Brackets!!
f = @(x) 2.^x - x.^2 - 2; % Function whose roots are desired
xL = 4; xU = 5; % Initial guesses
Tol = 1e-6; % Tolerance (0.000001)
c = 0; % Counter for the no. of iterations
while abs( xU-xL ) > Tol
c = c + 1;
xm = xU-f(xU)* (xU-xL)/(f(xU)- f(xL)); %%%%%%%%%%%%%%%%%%%%%%%%%%%%%%% Put brackets round f(xU)-f(xL)

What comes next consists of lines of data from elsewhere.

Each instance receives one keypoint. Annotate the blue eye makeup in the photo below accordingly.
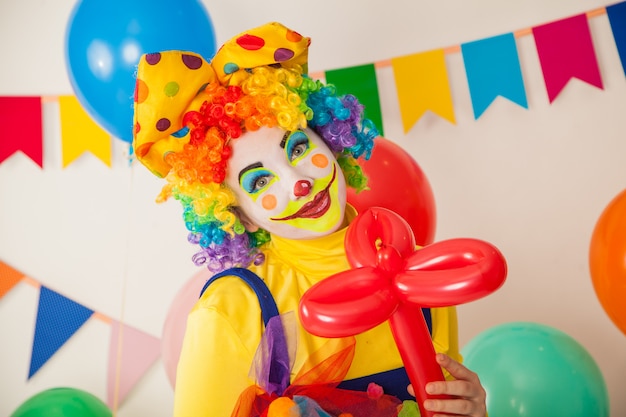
(255, 180)
(298, 144)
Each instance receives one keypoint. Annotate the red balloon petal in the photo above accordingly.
(347, 303)
(373, 228)
(452, 272)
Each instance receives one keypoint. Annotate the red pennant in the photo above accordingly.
(20, 118)
(566, 51)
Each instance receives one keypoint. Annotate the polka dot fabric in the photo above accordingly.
(169, 84)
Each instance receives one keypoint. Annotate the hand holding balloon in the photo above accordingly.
(392, 281)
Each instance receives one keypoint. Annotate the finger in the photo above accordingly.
(461, 407)
(456, 369)
(458, 388)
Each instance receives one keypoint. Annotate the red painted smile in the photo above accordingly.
(315, 208)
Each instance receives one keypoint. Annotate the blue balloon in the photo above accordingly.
(533, 370)
(106, 38)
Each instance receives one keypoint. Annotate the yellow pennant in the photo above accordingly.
(422, 84)
(79, 133)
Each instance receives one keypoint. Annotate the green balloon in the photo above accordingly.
(63, 402)
(532, 370)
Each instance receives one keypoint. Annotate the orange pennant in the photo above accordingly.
(8, 278)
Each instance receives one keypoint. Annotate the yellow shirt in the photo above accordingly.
(225, 327)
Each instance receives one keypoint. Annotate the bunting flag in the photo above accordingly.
(617, 19)
(81, 134)
(422, 84)
(58, 318)
(131, 353)
(566, 51)
(21, 121)
(9, 277)
(361, 82)
(493, 69)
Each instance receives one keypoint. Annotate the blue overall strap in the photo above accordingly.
(394, 381)
(268, 305)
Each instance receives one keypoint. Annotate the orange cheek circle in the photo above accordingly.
(268, 202)
(320, 160)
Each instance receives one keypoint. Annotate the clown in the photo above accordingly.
(260, 156)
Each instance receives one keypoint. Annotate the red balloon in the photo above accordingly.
(393, 283)
(397, 183)
(378, 225)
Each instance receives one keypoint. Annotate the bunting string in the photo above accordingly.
(492, 66)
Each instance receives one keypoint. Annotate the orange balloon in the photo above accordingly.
(607, 260)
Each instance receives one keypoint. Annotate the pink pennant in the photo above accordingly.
(566, 51)
(131, 353)
(20, 118)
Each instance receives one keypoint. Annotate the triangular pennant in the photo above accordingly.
(20, 118)
(8, 278)
(422, 84)
(566, 51)
(131, 353)
(493, 69)
(79, 133)
(617, 18)
(361, 82)
(58, 318)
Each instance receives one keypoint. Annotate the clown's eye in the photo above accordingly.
(299, 150)
(297, 145)
(255, 181)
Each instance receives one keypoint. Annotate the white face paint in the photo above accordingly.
(288, 183)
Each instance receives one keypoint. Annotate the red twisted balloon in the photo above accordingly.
(391, 280)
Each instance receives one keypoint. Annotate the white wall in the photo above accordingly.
(533, 182)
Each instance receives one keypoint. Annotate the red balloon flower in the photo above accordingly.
(392, 280)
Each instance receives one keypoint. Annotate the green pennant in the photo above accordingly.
(359, 81)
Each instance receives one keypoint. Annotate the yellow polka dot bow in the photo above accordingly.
(168, 84)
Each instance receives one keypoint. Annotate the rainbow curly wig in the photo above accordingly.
(193, 153)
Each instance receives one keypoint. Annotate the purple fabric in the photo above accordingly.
(272, 365)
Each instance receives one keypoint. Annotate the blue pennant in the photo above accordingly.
(58, 318)
(493, 69)
(617, 17)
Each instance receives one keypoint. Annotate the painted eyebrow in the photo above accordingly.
(285, 136)
(248, 168)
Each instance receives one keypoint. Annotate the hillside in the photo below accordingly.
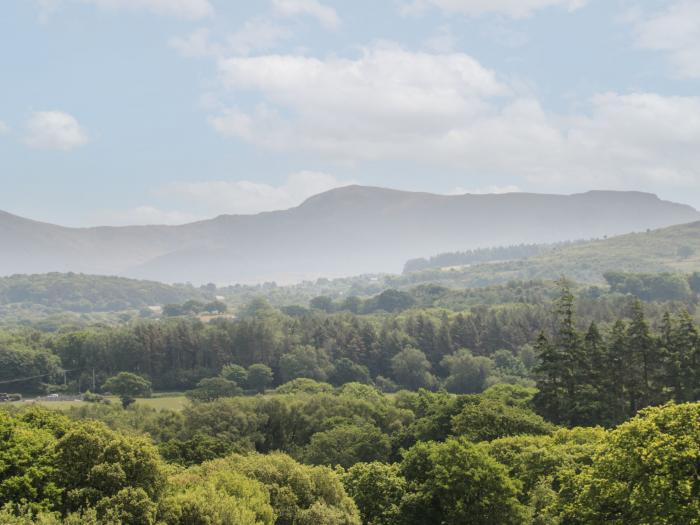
(89, 293)
(345, 231)
(672, 249)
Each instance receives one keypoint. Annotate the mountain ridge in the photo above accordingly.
(344, 231)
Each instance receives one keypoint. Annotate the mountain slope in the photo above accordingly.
(674, 249)
(344, 231)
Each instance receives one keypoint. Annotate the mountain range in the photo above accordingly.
(350, 230)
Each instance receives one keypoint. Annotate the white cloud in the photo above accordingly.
(443, 41)
(361, 108)
(246, 197)
(511, 8)
(676, 31)
(187, 9)
(257, 34)
(141, 215)
(54, 130)
(326, 16)
(447, 110)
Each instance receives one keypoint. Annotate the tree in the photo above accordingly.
(96, 464)
(128, 386)
(685, 252)
(468, 374)
(216, 307)
(377, 489)
(411, 369)
(456, 482)
(300, 493)
(235, 373)
(259, 377)
(213, 388)
(346, 445)
(549, 399)
(348, 372)
(213, 493)
(323, 303)
(486, 419)
(645, 471)
(26, 463)
(306, 361)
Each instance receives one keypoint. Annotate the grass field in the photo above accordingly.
(171, 401)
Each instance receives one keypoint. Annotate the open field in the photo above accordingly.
(159, 402)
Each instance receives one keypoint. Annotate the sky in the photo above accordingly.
(166, 111)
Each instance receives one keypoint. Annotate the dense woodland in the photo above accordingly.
(526, 403)
(481, 255)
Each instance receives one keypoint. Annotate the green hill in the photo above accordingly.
(90, 293)
(675, 249)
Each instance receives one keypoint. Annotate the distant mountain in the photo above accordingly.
(675, 249)
(344, 231)
(75, 292)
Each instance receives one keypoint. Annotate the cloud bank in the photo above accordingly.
(54, 130)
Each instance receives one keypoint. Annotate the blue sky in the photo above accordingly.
(165, 111)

fm = f(xm); % Evaluate the function at x = xm
% % Print the intermediate results
fprintf('Iteration: %d\t',c);
fprintf ('[xL,xU,xm ] = [%.6f, %.6f, %.6f]\n', xL,xU,xm);
if f(xL ) *fm < 0 % If the root is on the left,
xU = xm ; % then set xm as the new xU.
elseif fm * f( xU ) < 0 % But if the root is on the
xL = xm ; % then set xm as the new xL.
else
break; % Stop! xm is exactly the root
end
end
plot(xm,f(xm),'r*', 'Markersize', 10); % plot the xm points
fprintf ('The root is: %.6f \n', xm);